Jan y Marga habían abierto la librería dos o tres años después de su boda. Jan decía que siempre había soñado con tener un negocio de ese tipo, y Victoria dio por buena la explicación, aunque sabía que la verdad era otra: lo que su amigo quería era proporcionar a Marga un trabajo fijo. A pesar de todo, los dos estaban igualmente ilusionados con la aventura, en la que invirtieron todos los ahorros de él. Victoria sospechaba que Marga no había llegado a saber que Jan había recurrido a ella cuando los gastos de acondicionamiento del local se dispararon diez mil euros por encima del presupuesto. Para Vic fue un placer enviar a su amigo la transferencia que iba a salvarle de un problema después de que el banco les cerrara el grifo. Jan le había devuelto la cantidad con tanto celo como si le hubiese pedido prestado al mismísimo señor Scrooge, y jamás hablaron de aquel dinero delante de Marga. La librería se llamaba La tempestad. Todo el mundo pensaba que era un homenaje a la obra de Shakespeare, pero el nombre estaba tomado de parte del título de una novela de Robertson Davies que Victoria había regalado a Jan en su veinte cumpleaños. Así que el pequeño refugio de libros y material de oficina encerraba en realidad un par de secretos compartidos entre su amigo y ella. Y eso era suficiente para que, a pesar de no haberla visitado más allá de unas cuantas veces, Victoria amase también aquella librería.

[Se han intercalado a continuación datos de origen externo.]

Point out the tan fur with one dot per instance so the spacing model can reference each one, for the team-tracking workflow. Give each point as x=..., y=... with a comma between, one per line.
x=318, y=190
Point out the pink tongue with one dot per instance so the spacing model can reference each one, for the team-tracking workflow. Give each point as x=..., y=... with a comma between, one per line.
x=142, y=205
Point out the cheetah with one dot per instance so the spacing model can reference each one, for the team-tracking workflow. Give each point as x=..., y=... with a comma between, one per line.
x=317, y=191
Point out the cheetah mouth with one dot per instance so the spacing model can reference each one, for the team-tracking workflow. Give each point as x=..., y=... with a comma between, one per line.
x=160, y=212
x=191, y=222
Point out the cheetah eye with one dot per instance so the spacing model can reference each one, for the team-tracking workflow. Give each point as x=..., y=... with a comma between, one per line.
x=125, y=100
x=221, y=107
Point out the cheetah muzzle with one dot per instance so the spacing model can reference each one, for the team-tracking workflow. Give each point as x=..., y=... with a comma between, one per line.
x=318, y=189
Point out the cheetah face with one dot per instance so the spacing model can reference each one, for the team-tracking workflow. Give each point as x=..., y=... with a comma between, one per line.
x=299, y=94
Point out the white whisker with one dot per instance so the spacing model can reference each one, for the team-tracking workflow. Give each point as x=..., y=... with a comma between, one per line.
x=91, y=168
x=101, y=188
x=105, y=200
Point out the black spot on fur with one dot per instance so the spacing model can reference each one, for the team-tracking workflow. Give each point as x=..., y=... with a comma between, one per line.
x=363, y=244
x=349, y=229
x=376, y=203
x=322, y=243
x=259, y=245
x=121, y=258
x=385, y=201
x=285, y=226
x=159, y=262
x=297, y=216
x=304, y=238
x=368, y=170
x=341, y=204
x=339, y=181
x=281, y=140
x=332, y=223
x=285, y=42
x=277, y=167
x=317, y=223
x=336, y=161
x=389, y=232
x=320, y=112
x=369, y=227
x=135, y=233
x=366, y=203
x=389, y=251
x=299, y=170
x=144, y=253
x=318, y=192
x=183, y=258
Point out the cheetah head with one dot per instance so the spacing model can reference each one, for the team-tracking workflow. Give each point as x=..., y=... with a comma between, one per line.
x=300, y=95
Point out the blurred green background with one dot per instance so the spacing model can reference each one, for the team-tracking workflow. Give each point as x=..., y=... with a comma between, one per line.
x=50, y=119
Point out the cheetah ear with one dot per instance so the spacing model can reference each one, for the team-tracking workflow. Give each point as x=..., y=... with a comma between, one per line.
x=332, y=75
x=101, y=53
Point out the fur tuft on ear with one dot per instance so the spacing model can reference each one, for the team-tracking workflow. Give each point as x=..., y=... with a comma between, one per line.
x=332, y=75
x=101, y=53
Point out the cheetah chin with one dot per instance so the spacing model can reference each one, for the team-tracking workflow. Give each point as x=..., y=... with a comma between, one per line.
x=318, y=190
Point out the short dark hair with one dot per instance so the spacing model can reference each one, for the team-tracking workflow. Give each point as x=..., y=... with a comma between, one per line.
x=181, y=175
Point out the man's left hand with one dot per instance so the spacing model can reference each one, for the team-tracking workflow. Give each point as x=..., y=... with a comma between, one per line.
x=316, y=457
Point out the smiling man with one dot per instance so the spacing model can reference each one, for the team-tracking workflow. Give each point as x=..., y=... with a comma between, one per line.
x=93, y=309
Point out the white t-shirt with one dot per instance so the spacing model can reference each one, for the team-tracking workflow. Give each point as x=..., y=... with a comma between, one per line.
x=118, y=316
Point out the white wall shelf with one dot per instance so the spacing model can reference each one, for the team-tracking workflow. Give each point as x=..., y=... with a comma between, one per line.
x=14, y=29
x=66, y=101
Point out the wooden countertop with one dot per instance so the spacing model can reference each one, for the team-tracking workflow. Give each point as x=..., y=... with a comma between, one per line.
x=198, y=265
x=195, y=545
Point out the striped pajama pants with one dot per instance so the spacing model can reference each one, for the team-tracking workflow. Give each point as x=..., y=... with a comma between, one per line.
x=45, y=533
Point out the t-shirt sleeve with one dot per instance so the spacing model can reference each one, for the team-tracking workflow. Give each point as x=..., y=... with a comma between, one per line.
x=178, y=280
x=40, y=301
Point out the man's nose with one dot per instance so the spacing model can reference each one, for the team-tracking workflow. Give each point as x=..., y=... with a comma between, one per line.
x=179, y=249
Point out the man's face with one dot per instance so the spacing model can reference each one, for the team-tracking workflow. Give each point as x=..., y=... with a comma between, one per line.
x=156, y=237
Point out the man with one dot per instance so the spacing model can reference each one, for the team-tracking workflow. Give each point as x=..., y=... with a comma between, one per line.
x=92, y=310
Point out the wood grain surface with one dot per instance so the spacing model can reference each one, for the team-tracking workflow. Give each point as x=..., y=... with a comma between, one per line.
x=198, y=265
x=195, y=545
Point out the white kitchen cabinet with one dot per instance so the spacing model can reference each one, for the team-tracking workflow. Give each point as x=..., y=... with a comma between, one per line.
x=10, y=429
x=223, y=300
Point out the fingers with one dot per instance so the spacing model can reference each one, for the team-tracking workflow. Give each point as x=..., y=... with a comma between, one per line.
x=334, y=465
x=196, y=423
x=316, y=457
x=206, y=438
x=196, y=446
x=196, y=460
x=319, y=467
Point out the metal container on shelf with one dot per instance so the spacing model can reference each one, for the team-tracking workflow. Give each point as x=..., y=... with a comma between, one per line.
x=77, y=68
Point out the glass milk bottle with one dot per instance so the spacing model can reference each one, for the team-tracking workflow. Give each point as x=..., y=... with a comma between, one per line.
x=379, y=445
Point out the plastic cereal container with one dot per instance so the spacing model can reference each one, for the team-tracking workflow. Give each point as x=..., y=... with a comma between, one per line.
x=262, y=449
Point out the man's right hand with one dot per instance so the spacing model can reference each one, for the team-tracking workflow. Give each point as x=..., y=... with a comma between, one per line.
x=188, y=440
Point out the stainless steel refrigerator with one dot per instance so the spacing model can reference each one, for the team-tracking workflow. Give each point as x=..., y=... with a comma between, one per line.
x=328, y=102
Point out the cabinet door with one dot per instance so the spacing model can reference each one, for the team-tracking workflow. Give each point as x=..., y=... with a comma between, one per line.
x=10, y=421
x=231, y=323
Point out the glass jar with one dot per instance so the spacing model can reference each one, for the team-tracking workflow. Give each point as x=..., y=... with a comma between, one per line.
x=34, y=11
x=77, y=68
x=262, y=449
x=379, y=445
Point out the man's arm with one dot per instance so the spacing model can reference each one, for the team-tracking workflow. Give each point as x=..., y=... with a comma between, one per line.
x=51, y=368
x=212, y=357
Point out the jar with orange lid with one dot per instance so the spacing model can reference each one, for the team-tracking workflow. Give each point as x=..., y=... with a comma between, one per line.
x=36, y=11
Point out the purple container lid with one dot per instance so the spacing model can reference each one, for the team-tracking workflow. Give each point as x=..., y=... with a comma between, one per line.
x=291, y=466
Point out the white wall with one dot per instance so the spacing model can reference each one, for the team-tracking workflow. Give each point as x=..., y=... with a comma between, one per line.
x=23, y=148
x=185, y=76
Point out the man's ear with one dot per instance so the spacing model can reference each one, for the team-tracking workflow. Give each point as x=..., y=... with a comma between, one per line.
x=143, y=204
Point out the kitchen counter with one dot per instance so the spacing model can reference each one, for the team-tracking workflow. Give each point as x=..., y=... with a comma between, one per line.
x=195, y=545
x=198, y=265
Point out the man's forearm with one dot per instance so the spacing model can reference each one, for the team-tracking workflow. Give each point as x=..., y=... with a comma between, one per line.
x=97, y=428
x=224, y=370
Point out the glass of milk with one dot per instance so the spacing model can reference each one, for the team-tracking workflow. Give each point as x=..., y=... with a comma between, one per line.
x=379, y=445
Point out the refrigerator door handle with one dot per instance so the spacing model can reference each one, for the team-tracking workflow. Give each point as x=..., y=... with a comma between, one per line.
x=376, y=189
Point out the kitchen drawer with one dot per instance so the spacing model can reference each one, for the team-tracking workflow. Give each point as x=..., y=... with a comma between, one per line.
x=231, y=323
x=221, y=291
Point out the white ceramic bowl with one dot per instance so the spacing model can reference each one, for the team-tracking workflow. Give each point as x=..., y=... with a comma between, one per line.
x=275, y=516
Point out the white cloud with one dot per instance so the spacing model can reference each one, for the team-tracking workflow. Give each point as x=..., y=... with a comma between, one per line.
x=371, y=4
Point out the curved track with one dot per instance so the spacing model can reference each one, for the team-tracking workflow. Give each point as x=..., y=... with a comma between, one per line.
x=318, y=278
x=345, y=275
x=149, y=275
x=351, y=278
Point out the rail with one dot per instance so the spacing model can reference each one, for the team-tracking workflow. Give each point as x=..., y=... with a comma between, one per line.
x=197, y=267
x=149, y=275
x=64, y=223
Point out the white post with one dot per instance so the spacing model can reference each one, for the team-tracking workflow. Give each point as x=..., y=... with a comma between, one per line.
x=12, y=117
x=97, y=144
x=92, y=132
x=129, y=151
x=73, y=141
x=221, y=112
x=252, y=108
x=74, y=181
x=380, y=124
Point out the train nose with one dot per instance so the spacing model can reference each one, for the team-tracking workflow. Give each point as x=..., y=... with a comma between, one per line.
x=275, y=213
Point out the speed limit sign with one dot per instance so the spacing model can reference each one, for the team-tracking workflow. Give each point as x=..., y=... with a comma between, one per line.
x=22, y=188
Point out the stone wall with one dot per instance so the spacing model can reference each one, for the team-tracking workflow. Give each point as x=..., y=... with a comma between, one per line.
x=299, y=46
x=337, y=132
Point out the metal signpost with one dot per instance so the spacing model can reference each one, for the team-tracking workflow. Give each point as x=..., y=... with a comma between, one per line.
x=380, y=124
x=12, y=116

Intentó no pensar en ello cuando la verja que protegía el escaparate se abrió con un chirrido ingrato. Marga y Victoria entraron sin hablar y tragando saliva. Había algo de polvo en el ambiente, y Vic sintió ganas de estornudar. Se preguntó quién diría la primera palabra, y miró a Marga, que paseaba por entre las mesas de libros mirándolo todo como si fuese la primera vez que estaba allí. Y así era, después de todo. Nunca antes se había adentrado en la librería sabiendo que Jan había muerto, y esa certeza convertía el mundo en un lugar inhóspito. Aquella tienda de libros, aquellas estanterías cuidadosamente organizadas, la enorme escalera para llegar a las baldas más altas, el mostrador, la caja registradora —un modelo antiguo comprado en un anticuario—, los expositores de material de oficina y artículos de escritorio eran sólo una pequeña parte de la vida después de Jan. Marga dirigió su mirada hacia una esquina: dos estanterías metalizadas —bien distintas del resto, que estaban hechas de madera oscura— parecían definir la frontera hacia otro espacio. Del techo, armados en un cartón pluma, pendían un cartel de
Metrópolis
y otro de Greta Garbo convertida en
Ninotchka.
En la pared, un enorme fotograma de
Testigo de cargo
con los ojos velados de Marlene Dietrich compartía espacio con la silueta inconfundible de Alfred Hitchcock rodeado por media docena de pájaros amenazantes. Sobre la estantería descansaban algunas figuras de papel maché que representaban a Humphrey Bogart en
El sueño eterno, La Reina de África
y
Casablanca
, y una colección de troquelados de Grace Kelly vestida con trajes largos y vaporosos. Un Fellini de cartón a tamaño natural lo miraba todo desde el suelo. Aunque era lo último que deseaba, Victoria imaginó a Jan colocando aquellas figuritas, haciendo descender desde el techo los carteles de las películas, intentando prestar equilibrio a un director de cine gordo y genial. Tenía que decir algo inmediatamente. Algo que normalizase aquella escena, que ayudase a desvanecer el recuerdo de Jan, que por primera vez en aquellos días se le antojaba palpable y presente. Notó que la garganta se le atenazaba, pero hizo un esfuerzo sobrehumano para que su voz sonara cordial y tranquila.